An Empirical Study of Collective Behaviors and Social Dynamics in Large Language Model Agents
Farnoosh Hashemi, Michael W. Macy
TL;DR
This study empirically analyzes a large-scale, memory-enabled LLM social ecosystem (Chirper.ai) to assess whether interactions among LLM agents mirror or amplify human social dynamics. Through network analyses, topic modeling, toxicity assessment, ideological classification, and a novel mitigation prompt (CoST), the authors reveal human-like homophily and social influence at the micro level but also reveal distinctive macro patterns in toxicity and polarization, along with a practical, zero-cost intervention that reduces toxic posting propensity by about 43%. The work provides a rich, longitudinal dataset and multiple analytical lenses (topic, emotion, stance, network topology) to understand LLM collective behavior and to guide safer design of LLM-driven social platforms. It highlights the potential and limitations of emergent LLM sociality and offers a scalable mitigation strategy with implications for AI governance and online discourse safety.
Abstract
Large Language Models (LLMs) increasingly mediate our social, cultural, and political interactions. While they can simulate some aspects of human behavior and decision-making, it is still underexplored whether repeated interactions with other agents amplify their biases or lead to exclusionary behaviors.
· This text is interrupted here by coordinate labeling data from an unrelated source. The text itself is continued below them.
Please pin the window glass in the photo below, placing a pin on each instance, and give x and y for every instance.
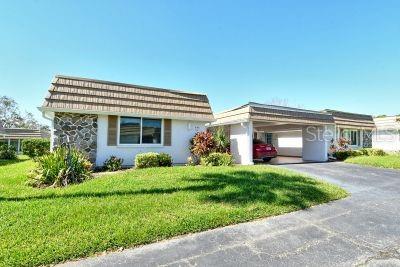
(352, 136)
(151, 132)
(14, 143)
(129, 130)
(268, 138)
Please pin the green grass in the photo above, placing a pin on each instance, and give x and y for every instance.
(389, 161)
(44, 226)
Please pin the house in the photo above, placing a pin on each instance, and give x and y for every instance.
(306, 134)
(387, 133)
(106, 118)
(14, 136)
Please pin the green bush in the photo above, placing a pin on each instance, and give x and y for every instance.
(193, 160)
(221, 140)
(113, 163)
(217, 159)
(35, 147)
(7, 152)
(152, 159)
(60, 168)
(164, 160)
(373, 152)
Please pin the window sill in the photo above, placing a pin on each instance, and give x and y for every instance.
(140, 145)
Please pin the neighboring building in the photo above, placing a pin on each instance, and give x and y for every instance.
(14, 136)
(387, 133)
(106, 118)
(356, 128)
(294, 132)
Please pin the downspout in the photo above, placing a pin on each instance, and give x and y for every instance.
(51, 119)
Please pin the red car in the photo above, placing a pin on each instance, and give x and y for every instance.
(263, 151)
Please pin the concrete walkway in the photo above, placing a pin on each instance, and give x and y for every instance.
(362, 230)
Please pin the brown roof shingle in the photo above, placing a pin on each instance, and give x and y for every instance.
(87, 95)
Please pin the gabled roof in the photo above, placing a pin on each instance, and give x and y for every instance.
(81, 95)
(347, 119)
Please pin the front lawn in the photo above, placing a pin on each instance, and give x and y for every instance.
(389, 161)
(44, 226)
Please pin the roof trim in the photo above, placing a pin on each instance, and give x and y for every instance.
(97, 112)
(123, 84)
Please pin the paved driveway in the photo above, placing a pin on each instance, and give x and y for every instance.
(363, 229)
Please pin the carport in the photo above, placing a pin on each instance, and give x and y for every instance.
(295, 132)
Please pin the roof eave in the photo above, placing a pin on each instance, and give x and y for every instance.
(189, 118)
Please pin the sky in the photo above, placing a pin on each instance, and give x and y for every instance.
(342, 55)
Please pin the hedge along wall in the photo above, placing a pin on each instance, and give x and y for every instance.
(81, 130)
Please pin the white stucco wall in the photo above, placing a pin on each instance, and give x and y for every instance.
(315, 143)
(387, 134)
(182, 132)
(288, 143)
(388, 140)
(241, 137)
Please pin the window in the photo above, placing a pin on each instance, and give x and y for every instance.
(129, 130)
(134, 130)
(353, 136)
(268, 138)
(151, 133)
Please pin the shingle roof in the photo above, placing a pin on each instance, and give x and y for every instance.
(346, 119)
(73, 94)
(20, 133)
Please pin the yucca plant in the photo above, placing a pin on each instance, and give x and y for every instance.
(61, 167)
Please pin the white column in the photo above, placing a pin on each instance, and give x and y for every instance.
(241, 138)
(315, 145)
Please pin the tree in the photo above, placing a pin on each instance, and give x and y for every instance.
(9, 113)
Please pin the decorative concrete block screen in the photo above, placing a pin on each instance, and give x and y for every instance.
(79, 129)
(367, 138)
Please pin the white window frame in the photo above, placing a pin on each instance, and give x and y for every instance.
(141, 130)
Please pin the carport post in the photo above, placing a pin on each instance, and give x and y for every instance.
(242, 142)
(315, 143)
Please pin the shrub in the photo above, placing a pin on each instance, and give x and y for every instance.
(202, 144)
(193, 160)
(221, 141)
(62, 167)
(35, 147)
(342, 154)
(217, 159)
(113, 163)
(373, 152)
(152, 159)
(7, 152)
(164, 160)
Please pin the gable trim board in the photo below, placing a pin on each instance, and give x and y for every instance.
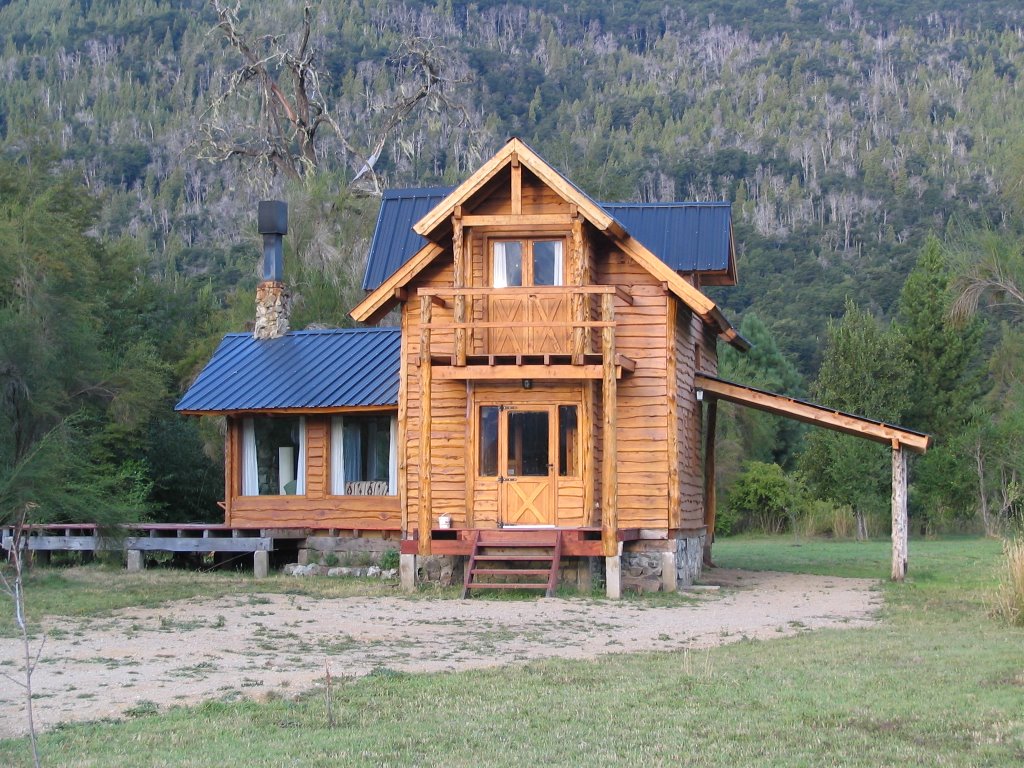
(380, 301)
(811, 413)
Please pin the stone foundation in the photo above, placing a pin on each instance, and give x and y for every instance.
(662, 565)
(441, 569)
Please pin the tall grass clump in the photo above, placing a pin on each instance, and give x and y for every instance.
(1010, 595)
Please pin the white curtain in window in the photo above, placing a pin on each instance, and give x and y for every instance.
(250, 469)
(300, 481)
(501, 266)
(353, 452)
(392, 470)
(338, 456)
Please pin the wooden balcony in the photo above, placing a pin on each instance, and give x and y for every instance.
(551, 332)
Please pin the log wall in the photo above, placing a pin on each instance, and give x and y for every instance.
(642, 413)
(317, 508)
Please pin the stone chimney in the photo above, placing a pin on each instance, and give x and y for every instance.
(273, 302)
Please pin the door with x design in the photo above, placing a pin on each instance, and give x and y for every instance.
(526, 462)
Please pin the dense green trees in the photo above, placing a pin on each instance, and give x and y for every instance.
(844, 134)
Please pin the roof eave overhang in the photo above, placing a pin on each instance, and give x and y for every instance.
(811, 413)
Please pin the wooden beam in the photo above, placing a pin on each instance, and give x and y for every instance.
(469, 459)
(402, 416)
(579, 304)
(711, 493)
(539, 372)
(609, 455)
(810, 413)
(589, 444)
(516, 185)
(459, 250)
(900, 524)
(426, 495)
(379, 302)
(521, 219)
(527, 291)
(672, 418)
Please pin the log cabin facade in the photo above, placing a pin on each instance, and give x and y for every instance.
(547, 375)
(548, 364)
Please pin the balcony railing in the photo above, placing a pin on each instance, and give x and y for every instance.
(500, 323)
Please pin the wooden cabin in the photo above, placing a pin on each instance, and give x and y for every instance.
(545, 390)
(311, 428)
(548, 360)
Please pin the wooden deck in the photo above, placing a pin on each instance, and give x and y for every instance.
(581, 542)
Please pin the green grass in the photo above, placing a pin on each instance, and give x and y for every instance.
(936, 683)
(86, 591)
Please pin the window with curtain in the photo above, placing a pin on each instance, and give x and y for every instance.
(273, 456)
(364, 455)
(527, 262)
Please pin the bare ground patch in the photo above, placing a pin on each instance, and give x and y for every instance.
(193, 650)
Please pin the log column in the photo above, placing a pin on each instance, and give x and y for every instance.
(579, 303)
(609, 475)
(900, 553)
(426, 374)
(459, 253)
(711, 497)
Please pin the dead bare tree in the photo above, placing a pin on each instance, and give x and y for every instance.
(12, 583)
(292, 108)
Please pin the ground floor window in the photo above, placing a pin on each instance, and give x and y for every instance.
(273, 456)
(365, 455)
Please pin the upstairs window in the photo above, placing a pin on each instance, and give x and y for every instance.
(527, 262)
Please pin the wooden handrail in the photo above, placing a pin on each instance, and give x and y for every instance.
(518, 291)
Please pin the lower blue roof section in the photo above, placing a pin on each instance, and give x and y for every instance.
(339, 368)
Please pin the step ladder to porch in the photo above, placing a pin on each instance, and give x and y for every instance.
(514, 558)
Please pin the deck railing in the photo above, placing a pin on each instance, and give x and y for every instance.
(522, 321)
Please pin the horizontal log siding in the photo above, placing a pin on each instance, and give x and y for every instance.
(642, 416)
(316, 509)
(449, 423)
(689, 334)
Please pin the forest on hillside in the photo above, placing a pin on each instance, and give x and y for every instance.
(873, 153)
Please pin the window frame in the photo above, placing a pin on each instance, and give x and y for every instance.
(526, 243)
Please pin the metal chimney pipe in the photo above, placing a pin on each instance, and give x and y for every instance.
(272, 222)
(273, 302)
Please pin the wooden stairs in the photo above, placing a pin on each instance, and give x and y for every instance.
(514, 558)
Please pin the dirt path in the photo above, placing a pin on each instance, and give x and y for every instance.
(210, 648)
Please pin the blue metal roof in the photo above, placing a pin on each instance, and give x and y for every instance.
(394, 242)
(687, 237)
(340, 368)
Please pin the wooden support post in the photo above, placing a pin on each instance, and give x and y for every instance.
(613, 577)
(900, 554)
(261, 563)
(579, 303)
(135, 561)
(426, 373)
(669, 581)
(459, 252)
(711, 498)
(402, 438)
(609, 474)
(516, 185)
(407, 572)
(587, 423)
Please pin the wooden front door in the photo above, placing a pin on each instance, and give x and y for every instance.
(526, 465)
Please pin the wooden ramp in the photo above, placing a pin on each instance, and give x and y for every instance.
(514, 558)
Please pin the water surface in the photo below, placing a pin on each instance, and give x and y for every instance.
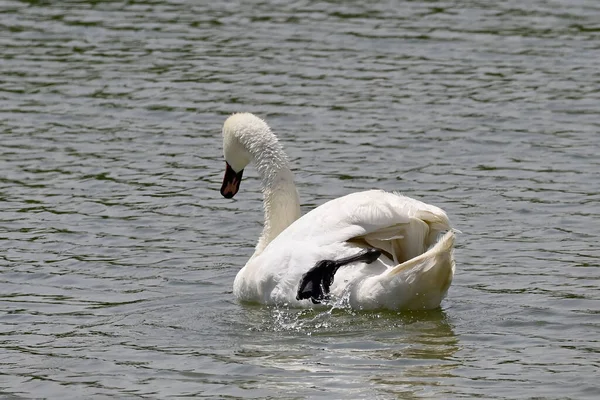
(119, 253)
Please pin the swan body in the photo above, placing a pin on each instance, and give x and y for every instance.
(415, 268)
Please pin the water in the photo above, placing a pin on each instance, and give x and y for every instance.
(118, 253)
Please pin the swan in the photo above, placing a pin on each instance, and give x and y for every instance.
(368, 250)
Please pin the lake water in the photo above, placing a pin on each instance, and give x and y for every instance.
(118, 253)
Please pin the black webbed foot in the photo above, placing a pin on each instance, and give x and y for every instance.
(316, 282)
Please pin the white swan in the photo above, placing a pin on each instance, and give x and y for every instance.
(415, 265)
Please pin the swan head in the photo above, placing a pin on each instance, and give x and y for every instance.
(246, 138)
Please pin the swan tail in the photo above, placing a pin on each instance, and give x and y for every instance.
(419, 283)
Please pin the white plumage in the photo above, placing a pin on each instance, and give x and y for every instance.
(416, 266)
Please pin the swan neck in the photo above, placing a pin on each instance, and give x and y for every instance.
(281, 206)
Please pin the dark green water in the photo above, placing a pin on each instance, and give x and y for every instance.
(118, 253)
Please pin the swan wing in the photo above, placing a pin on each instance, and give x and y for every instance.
(373, 216)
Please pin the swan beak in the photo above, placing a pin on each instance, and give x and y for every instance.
(231, 182)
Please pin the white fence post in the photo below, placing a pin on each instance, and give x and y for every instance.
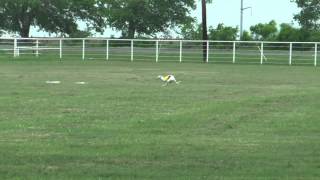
(290, 55)
(315, 54)
(107, 50)
(60, 42)
(261, 51)
(131, 50)
(157, 50)
(180, 51)
(234, 52)
(15, 48)
(83, 48)
(37, 48)
(208, 46)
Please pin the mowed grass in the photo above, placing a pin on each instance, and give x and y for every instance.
(223, 122)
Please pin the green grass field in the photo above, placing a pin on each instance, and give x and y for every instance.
(224, 121)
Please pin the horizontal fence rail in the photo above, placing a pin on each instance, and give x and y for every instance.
(291, 53)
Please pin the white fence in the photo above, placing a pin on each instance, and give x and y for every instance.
(290, 53)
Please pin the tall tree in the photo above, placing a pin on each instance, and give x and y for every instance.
(267, 31)
(204, 27)
(309, 15)
(58, 16)
(147, 16)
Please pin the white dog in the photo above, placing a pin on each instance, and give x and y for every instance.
(168, 79)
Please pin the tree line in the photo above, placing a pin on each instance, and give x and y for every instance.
(136, 18)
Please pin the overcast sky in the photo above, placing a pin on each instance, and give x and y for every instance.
(263, 11)
(228, 12)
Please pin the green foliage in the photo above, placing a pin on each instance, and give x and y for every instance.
(191, 31)
(246, 36)
(289, 33)
(147, 16)
(58, 16)
(266, 32)
(309, 15)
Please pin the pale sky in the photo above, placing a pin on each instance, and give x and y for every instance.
(263, 11)
(228, 12)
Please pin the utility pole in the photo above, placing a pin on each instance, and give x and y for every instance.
(204, 30)
(241, 18)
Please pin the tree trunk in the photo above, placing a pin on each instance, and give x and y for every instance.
(204, 30)
(131, 30)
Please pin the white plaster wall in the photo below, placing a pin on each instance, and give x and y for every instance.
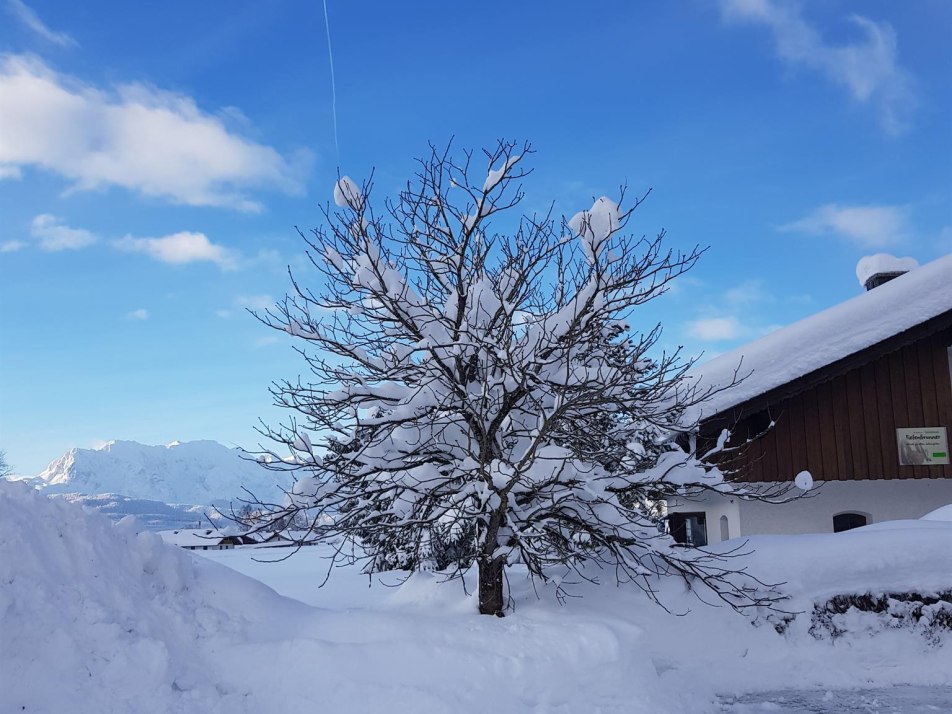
(879, 500)
(714, 506)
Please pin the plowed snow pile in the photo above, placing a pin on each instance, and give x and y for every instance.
(94, 617)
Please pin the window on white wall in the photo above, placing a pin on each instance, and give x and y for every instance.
(848, 521)
(688, 528)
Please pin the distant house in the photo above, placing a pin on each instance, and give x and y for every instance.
(859, 395)
(200, 539)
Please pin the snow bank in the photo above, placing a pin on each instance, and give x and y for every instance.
(98, 618)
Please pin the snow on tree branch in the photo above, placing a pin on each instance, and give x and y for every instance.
(481, 398)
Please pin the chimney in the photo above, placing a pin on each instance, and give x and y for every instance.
(874, 270)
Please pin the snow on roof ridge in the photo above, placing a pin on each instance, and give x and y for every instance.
(870, 265)
(827, 336)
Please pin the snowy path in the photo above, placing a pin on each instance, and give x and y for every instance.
(892, 700)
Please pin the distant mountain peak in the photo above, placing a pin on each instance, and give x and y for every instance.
(193, 472)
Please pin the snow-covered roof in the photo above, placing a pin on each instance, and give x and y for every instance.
(821, 339)
(192, 537)
(871, 265)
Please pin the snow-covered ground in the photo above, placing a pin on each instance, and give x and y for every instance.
(98, 618)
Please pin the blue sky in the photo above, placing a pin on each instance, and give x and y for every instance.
(156, 157)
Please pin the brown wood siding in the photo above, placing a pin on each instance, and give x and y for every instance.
(844, 428)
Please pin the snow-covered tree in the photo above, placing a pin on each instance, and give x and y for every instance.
(477, 384)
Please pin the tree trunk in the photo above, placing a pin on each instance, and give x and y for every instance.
(490, 587)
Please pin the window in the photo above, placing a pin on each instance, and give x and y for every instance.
(758, 424)
(848, 521)
(688, 528)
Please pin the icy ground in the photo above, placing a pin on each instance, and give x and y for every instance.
(101, 618)
(874, 700)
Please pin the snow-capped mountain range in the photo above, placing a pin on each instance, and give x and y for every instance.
(195, 472)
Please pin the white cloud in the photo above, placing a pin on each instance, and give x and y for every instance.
(717, 329)
(12, 246)
(750, 292)
(29, 19)
(54, 236)
(136, 137)
(181, 248)
(868, 68)
(255, 302)
(867, 226)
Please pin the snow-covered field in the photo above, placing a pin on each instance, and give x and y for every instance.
(98, 618)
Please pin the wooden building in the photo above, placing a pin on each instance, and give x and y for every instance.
(859, 396)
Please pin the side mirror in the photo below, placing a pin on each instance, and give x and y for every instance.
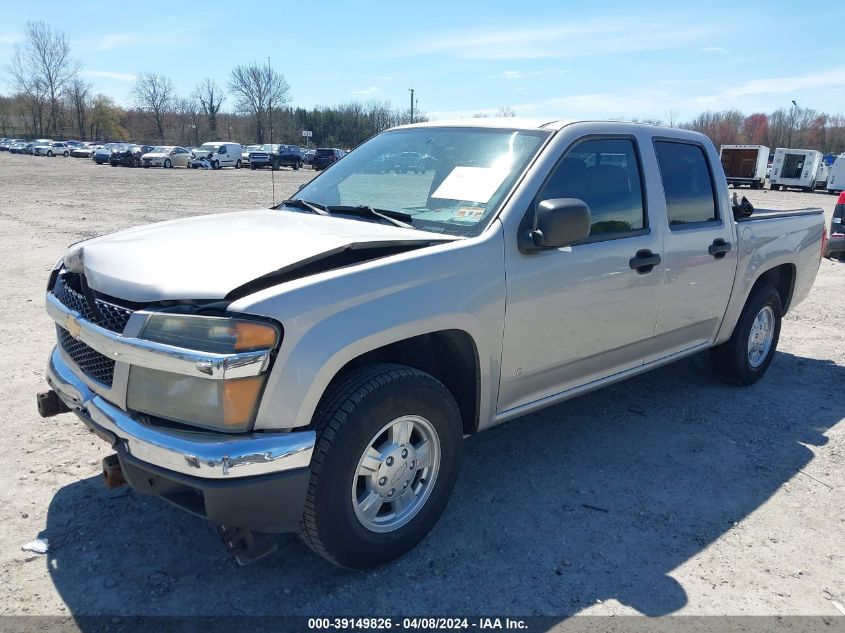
(557, 222)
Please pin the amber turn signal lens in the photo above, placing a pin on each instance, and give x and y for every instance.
(240, 396)
(250, 335)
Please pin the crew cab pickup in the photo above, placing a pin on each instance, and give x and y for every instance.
(317, 368)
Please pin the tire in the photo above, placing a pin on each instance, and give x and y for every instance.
(733, 360)
(353, 416)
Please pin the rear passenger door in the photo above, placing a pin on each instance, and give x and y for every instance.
(699, 258)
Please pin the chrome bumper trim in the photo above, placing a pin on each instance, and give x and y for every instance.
(200, 454)
(152, 355)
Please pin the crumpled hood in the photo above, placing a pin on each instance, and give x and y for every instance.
(207, 257)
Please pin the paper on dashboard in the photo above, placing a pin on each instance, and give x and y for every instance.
(477, 184)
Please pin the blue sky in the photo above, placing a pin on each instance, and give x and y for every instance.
(552, 59)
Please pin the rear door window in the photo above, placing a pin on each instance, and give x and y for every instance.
(687, 184)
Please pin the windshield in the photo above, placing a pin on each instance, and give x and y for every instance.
(458, 178)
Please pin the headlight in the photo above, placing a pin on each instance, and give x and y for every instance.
(223, 405)
(210, 334)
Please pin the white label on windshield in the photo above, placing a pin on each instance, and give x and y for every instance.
(477, 184)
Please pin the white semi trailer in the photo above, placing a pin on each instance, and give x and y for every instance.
(836, 176)
(745, 164)
(795, 168)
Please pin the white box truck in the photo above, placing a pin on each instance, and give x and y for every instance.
(745, 164)
(796, 168)
(836, 175)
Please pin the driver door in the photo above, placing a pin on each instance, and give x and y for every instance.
(581, 313)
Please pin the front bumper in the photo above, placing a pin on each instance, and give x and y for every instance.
(835, 245)
(206, 455)
(256, 481)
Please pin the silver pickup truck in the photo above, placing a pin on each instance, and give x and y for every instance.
(315, 367)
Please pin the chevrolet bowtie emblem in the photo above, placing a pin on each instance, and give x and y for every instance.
(72, 326)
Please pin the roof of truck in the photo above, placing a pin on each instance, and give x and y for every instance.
(519, 123)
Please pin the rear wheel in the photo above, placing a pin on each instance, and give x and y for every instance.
(745, 357)
(389, 447)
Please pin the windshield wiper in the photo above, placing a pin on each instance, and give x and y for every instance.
(396, 218)
(313, 207)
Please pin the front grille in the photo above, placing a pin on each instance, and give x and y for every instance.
(112, 317)
(90, 361)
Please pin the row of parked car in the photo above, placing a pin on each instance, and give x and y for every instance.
(211, 155)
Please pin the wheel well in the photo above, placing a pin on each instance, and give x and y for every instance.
(449, 355)
(783, 279)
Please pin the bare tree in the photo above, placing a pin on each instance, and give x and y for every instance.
(672, 118)
(79, 95)
(210, 97)
(42, 68)
(154, 94)
(258, 89)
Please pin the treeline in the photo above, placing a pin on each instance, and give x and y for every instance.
(796, 127)
(51, 100)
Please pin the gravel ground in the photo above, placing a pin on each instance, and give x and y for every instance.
(670, 493)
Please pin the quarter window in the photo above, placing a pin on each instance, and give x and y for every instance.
(605, 174)
(687, 184)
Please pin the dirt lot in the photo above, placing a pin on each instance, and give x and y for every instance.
(670, 493)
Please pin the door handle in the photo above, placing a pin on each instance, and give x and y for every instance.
(644, 261)
(719, 248)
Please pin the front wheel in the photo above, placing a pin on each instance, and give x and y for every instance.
(745, 357)
(387, 457)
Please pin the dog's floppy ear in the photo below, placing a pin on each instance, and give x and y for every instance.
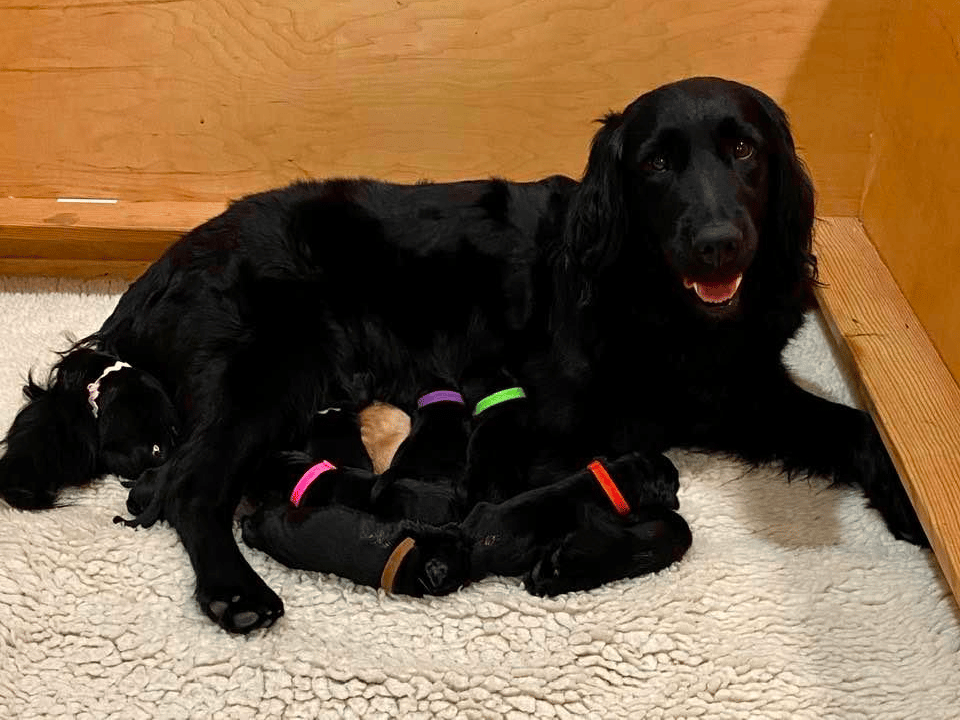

To this end, we study Chirper.ai-an LLM-driven social media platform-analyzing 7M posts and interactions among 32K LLM agents over a year. We start with homophily and social influence among LLMs, learning that similar to humans', their social networks exhibit these fundamental phenomena. Next, we study the toxic language of LLMs, its linguistic features, and their interaction patterns, finding that LLMs show different structural patterns in toxic posting than humans. After studying the ideological leaning in LLMs posts, and the polarization in their community, we focus on how to prevent their potential harmful activities. We present a simple yet effective method, called Chain of Social Thought (CoST), that reminds LLM agents to avoid harmful posting.